2. Each Additional Lender: (a) confirms that it has received a copy of the Credit Agreement and the other Loan Documents (except for copies of other Lenders’ Assignment and Assumptions which are available to the Additional Lenders upon request), and such other documents and information as it has deemed appropriate to make its own credit analysis and decision to enter into this Joinder; (b) agrees that it will, independently and without reliance upon the Administrative Agent, or any other Lender or Additional Lender and based on such documents and information as it shall deem appropriate at the time, continue to make its own credit decisions in taking or not taking action under the Credit Agreement or any other Loan Document; (c) confirms that it is an Eligible Assignee; (d) appoints and authorizes the Administrative Agent to take such action as agent on its behalf and to exercise such powers and discretion under the Credit Agreement or any other Loan Document as are delegated to the Administrative Agent by the terms thereof, together with such powers and discretion as are reasonably incidental thereto; (e) agrees that it will perform in accordance with their terms all of the obligations that by the terms of the Credit Agreement and the other Loan Documents are required to be performed by it as a Lender; and (f) attaches (or has delivered to the Administrative Agent and the Borrowers) completed and signed copies of any forms that may be required by the United States Internal Revenue Service (together with any additional supporting documentation required pursuant to applicable Treasury Department regulations or such other evidence satisfactory to the Borrowers and the Administrative Agent) in order to certify such Additional Lender’s exemption from United States withholding taxes with respect to any payments or distributions made or to be made to such Additional Lender in respect of the Loans or under the Credit Agreement.

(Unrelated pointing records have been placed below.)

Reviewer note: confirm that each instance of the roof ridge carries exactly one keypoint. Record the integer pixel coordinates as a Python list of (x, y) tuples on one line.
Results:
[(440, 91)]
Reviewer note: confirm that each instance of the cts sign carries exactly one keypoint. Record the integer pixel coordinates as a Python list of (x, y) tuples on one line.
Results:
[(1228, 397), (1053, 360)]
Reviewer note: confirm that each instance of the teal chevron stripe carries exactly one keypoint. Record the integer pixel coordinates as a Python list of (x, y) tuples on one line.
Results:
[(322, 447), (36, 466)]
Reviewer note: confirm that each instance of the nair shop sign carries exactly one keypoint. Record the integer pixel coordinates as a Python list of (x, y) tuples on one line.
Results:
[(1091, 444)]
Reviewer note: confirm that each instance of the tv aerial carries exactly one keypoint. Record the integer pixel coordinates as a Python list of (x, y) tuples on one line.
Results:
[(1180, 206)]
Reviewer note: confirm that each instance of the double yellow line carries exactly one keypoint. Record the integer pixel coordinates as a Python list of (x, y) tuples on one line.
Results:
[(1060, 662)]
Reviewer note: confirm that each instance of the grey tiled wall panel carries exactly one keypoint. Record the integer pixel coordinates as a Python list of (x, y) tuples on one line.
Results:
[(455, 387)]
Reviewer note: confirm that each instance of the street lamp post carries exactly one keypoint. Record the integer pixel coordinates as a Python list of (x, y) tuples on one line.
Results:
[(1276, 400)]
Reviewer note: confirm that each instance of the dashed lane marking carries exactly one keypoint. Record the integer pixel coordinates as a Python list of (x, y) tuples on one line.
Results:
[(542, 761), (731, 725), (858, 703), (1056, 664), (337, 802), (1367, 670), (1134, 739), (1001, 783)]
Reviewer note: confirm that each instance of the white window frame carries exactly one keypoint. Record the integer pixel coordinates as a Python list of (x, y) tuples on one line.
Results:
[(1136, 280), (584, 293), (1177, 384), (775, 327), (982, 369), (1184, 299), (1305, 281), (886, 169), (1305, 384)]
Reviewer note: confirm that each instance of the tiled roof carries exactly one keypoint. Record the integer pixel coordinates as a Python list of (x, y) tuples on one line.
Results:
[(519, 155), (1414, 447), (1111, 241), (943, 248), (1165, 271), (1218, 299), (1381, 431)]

3. Following the execution of this Joinder, it will be delivered to the Administrative Agent for acceptance and recording by the Administrative Agent. The effective date for this Joinder (the “Effective Date”) shall be the date recited above, unless otherwise specified on Schedule I.

4. Upon such execution and delivery, as of the Effective Date, each Additional Lender shall be a party to the Credit Agreement and the other Loan Documents and have the rights and obligations of a Lender thereunder.

5. As of the Effective Date, Schedule II (Commitments) to the Credit Agreement is hereby deemed amended and supplemented to reflect the joinder of the Additional Lender effectuated hereby as evidenced by Schedule II hereto.

 

1


6. This Joinder and any claim, controversy or dispute arising under or related to or in connection herewith, the relationship of the parties, and/or the interpretation and enforcement of the rights and duties of the parties will be governed by the laws of the State of New York without regard to any conflicts of law principles other than Section 5-1401 of the New York General Obligations Law.

7. This Joinder may be executed in any number of counterparts and by different parties hereto in separate counterparts, each of which when so executed shall be deemed to be an original and all of which taken together shall constitute one and the same agreement. Delivery of an executed counterpart of this Joinder by facsimile or email (with a PDF copy attached) shall be effective as delivery of a manually executed counterpart of this Joinder.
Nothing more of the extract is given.